Institute of Medical Microbiology and Hospital Hygiene, Faculty of Medicine, Heinrich Heine University Düsseldorf, Düsseldorf, Germany.
Institute of Medical Microbiology and Hospital Hygiene, Faculty of Medicine, Otto-von-Guericke University, Leipziger Str. 44, 39120, Magdeburg, Germany.
Trials. 2020 Feb 12;21(1):175. doi: 10.1186/s13063-020-4102-0.

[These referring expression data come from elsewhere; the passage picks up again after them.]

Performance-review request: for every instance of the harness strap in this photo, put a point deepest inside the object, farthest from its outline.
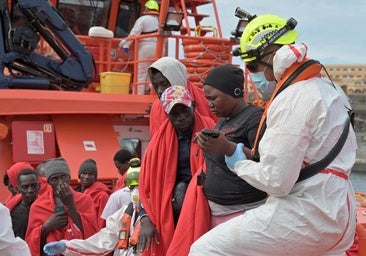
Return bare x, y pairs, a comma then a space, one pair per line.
315, 168
295, 73
335, 172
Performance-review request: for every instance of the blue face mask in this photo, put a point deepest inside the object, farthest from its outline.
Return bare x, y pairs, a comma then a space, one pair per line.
264, 86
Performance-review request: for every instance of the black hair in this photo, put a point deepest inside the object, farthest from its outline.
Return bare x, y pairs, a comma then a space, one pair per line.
6, 180
123, 156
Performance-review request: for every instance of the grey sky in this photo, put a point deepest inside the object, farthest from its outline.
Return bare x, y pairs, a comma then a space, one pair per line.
334, 30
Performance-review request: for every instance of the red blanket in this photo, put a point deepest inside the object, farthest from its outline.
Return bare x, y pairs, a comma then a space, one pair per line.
100, 194
15, 200
158, 116
158, 175
42, 209
193, 222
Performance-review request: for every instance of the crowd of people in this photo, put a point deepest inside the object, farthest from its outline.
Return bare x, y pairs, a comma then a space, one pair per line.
219, 176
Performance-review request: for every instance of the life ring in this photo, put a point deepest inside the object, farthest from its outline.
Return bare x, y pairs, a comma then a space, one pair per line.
207, 55
202, 62
207, 47
201, 28
198, 70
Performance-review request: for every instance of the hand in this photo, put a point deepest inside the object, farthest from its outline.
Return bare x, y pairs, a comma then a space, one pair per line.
121, 43
54, 248
147, 232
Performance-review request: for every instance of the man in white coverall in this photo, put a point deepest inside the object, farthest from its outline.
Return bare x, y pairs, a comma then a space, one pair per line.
117, 236
9, 244
146, 24
310, 216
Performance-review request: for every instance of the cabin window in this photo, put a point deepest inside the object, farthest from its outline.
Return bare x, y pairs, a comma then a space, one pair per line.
82, 15
127, 14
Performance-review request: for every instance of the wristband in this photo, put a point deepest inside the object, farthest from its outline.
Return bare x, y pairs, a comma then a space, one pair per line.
238, 155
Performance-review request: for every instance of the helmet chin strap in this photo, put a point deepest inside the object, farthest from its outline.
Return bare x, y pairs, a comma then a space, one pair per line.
266, 64
290, 25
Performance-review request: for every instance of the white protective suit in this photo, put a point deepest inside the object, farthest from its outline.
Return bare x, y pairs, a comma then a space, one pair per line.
116, 201
103, 242
148, 23
9, 244
314, 217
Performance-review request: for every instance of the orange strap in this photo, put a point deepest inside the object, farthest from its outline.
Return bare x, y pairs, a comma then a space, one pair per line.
311, 71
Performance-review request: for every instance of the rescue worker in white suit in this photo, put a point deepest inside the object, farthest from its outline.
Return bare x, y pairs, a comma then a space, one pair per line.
146, 24
304, 121
9, 244
120, 234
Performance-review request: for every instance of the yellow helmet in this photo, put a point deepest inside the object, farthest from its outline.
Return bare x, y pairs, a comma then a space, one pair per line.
152, 5
133, 173
259, 32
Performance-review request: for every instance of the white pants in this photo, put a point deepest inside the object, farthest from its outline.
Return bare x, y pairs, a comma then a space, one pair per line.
318, 220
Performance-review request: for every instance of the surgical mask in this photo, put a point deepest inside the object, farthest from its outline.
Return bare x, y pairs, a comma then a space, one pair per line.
265, 87
135, 198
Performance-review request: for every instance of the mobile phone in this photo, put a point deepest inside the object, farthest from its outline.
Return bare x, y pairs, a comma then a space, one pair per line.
211, 133
59, 209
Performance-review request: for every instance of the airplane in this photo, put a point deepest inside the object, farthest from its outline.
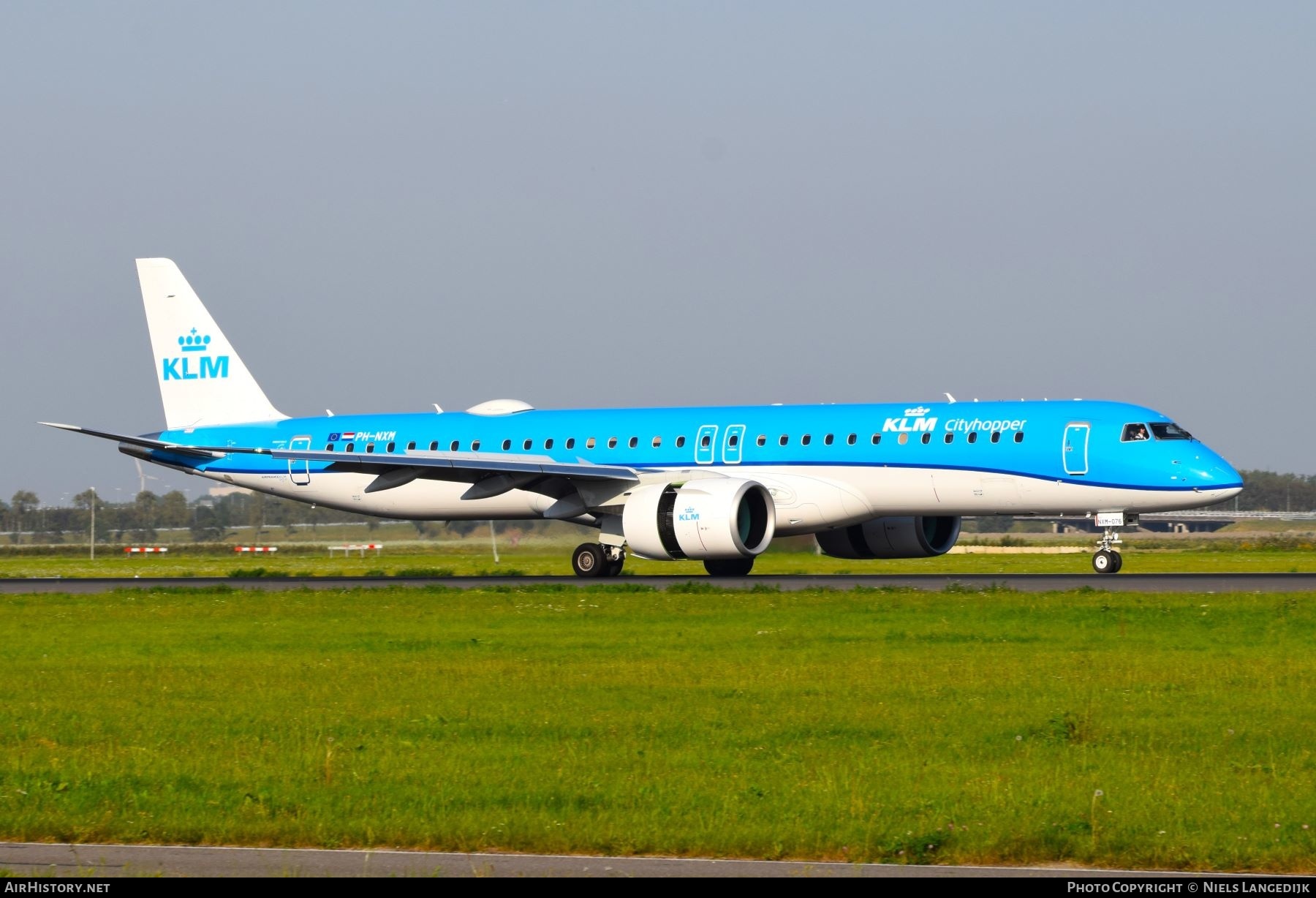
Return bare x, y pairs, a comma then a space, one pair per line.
707, 483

SABATO (Staphylococcus aureus bacteremia antibiotic treatment options) is a randomized, parallel-group, clinical non-inferiority trial designed to examine the efficacy and safety of early oral switch therapy in low-risk Staphylococcus aureus infection. The original trial protocol was published in Trials (accessible at https://doi.org/10.1186/s13063-015-0973-x ). Here we describe final amendments to the study protocol and discuss the underlying rationale.
METHODS/DESIGN: Three major changes were introduced into the study protocol: (1) the inclusion and exclusion criteria were refined so that patients with certain comorbidities (end-stage renal disease, severe liver disease) and uninfected foreign bodies (orthopedic prosthesis, pacemaker, implanted cardiac cardioverter-defibrillator) became eligible for enrollment under certain conditions; (2) the target sample size was decreased by choosing a conventional non-inferiority margin of 10% and converting the interim analysis (215 patients) into the final analysis; and (3) an additional follow-up visit after 30 days was introduced to allow for a closer follow-up of patients.
Changes to the study protocol were introduced to improve the enrollment and follow-up of patients. Furthermore, the decrease of the sample size will facilitate completion of the trial.
ClinicalTrials.gov, NCT01792804. Registered on 13 February 2013. German Clinical trials register, DRKS00004741. Registered on 4 October 2013, EudraCT 2013-000577-77.
SABATO(金黄色葡萄球菌菌血症抗生素治疗选择)是一项随机、平行组、临床非劣效性试验,旨在研究低危金黄色葡萄球菌感染早期口服转换治疗的疗效和安全性。原始试验方案发表在 Trials 上(可在 https://doi.org/10.1186/s13063-015-0973-x 访问)。在这里,我们描述了对研究方案的最终修订,并讨论了其基本原理。
方法/设计:研究方案引入了三项重大变更:(1)纳入和排除标准进行了细化,以便在某些条件下,患有某些合并症(终末期肾病、严重肝病)和无感染的异物(骨科假体、起搏器、植入式心脏除颤器)的患者符合入组条件;(2)选择常规的非劣效性边界 10%,并将中期分析(215 例患者)转换为最终分析,从而降低了目标样本量;(3)增加了 30 天后的随访访视,以便更密切地随访患者。
对研究方案进行了变更,以改善患者的入组和随访。此外,样本量的减少将有助于试验的完成。
ClinicalTrials.gov,NCT01792804。于 2013 年 2 月 13 日注册。德国临床试验注册处,DRKS00004741。于 2013 年 10 月 4 日注册,EudraCT 2013-000577-77。